Our first task is to reveal the need for God. We must find a meaningful point of hunger that would help the unbeliever see the lack they inherently feel. There is an increasing awareness that language is efficacious. Sticks and stones may break my bones, but words will devastate me. This has revealed itself in the rising concerns over “hate speech”, “affirming language”, and the like. However, modernists don’t have a metaphysical answer for why language is so weighty. Nyssa can help us reorient their desire for righteous language, so it accords with the person of Christ, not their fleshly impulses, while also revealing the metaphysical explanation for language being so meaningful.
“For he who admits that God is not wordless will by all means grant him who is not wordless to have a word. But indeed, the human word is also called by the same name. If therefore he should claim to conjecture that the Word of God is similar to the words used by us, he will thus be led to a loftier suppositional. For it is altogether necessary to believe the word corresponds with the nature, like all other things as well. For a certain power and life and wisdom is seen regarding the human; but one would not conjecture from the sameness of the names that in which the case of God, “life” or “power” or “wisdom” are such as this, but the meanings of such names are lowered to the measure of our nature…therefore, thought the Word of God is spoken of, it will not be deemed to have substance in the rush of utterance, like ours passing into nonexistence; but just as out nature, being perishable, also has a perishable word, so the incorruptible and ever existing nature also has the eternal and subsisting Word.” (pg. 64-65)
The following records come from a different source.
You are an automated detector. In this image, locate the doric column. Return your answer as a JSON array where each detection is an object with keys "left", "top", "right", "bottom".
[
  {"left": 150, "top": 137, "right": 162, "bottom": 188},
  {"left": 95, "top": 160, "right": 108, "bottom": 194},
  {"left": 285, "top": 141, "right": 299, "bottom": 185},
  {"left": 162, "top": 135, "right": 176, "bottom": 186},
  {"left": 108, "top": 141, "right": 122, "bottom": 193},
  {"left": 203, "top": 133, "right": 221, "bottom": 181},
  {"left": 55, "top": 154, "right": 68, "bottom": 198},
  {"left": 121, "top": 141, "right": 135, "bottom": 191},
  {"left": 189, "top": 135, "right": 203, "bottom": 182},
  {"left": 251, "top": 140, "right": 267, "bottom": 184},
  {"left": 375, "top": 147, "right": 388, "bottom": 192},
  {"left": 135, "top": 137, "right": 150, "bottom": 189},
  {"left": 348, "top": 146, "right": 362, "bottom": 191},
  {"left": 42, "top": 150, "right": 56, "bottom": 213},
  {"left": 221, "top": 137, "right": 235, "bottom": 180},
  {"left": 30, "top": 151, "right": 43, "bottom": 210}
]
The hunger for “right” speech is a good desire. This desire can only be met and satisfied by divine speech. Speech that is everlasting, that is “un-cancelable”. We need a speaker that is not subject to corruption as we are. We need a speaker who sets the canon for what righteous speech is. Speech that reveals the perfect, the incorruptible nature of God. This God if He is to have speech that norms and creates our speech must have ultimate authority to determine such ethics. If this creator God is good, then why do we have wicked speech?
“For vice would be without blame if God was claimed to be its maker and father – but the evil is somehow implanted within, being composed by decision then, when there is any withdrawal of the soul from the good. For just as sight is an activity of nature, and blindness is a privation of a natural activity, so too virtue is opposed to vice.” (pg. 76)
The claim of wicked speech reveals that we inherently understand virtue and vice exist as categories. We can maneuver the claims of our unbelieving neighbors toward the truly good, wise, and loving God who is the perfection of what we long for. This perfection and deliverance came to us when the Word was made flesh and ransomed us from death; revealing the perfection humanity when united to divinity.
“Investigate with me in the same way all the things that are fitting for suppositions about the divine: the good, the wise, the just, the powerful, the incorruptible, and anything else that signifies the superior. Therefore, as good he takes pity on him who has fallen as wise, he is not ignorant of the manner of recall. And further, the judgement of what is just belongs to wisdom; for no one would associate true justice with foolishness.” (pg. 110)
In Christ we find our union of ethics and personified authority. Wisdom, justice, goodness, and power would be meaningless if not embodied, and useless if not all embodied equally. In Christ He is all in all, the icon of the Father, the revelation of the blessed Trinity. In the incarnation our ability to know God is restored. Our ability to find meaning on earth is resorted. Our standard of right knowledge and righteousness is restored and enabled by the abiding witness of the Holy Ghost. The wants and needs of the lost are hungers that Christ came to satisfy. Let us wisely wield the wisdom of Nyssa to lovingly bring light to the blind.
Source:
Green, Ignatius. Catechetical Discourse. Saint Vladimir’s Seminary Press, 2019.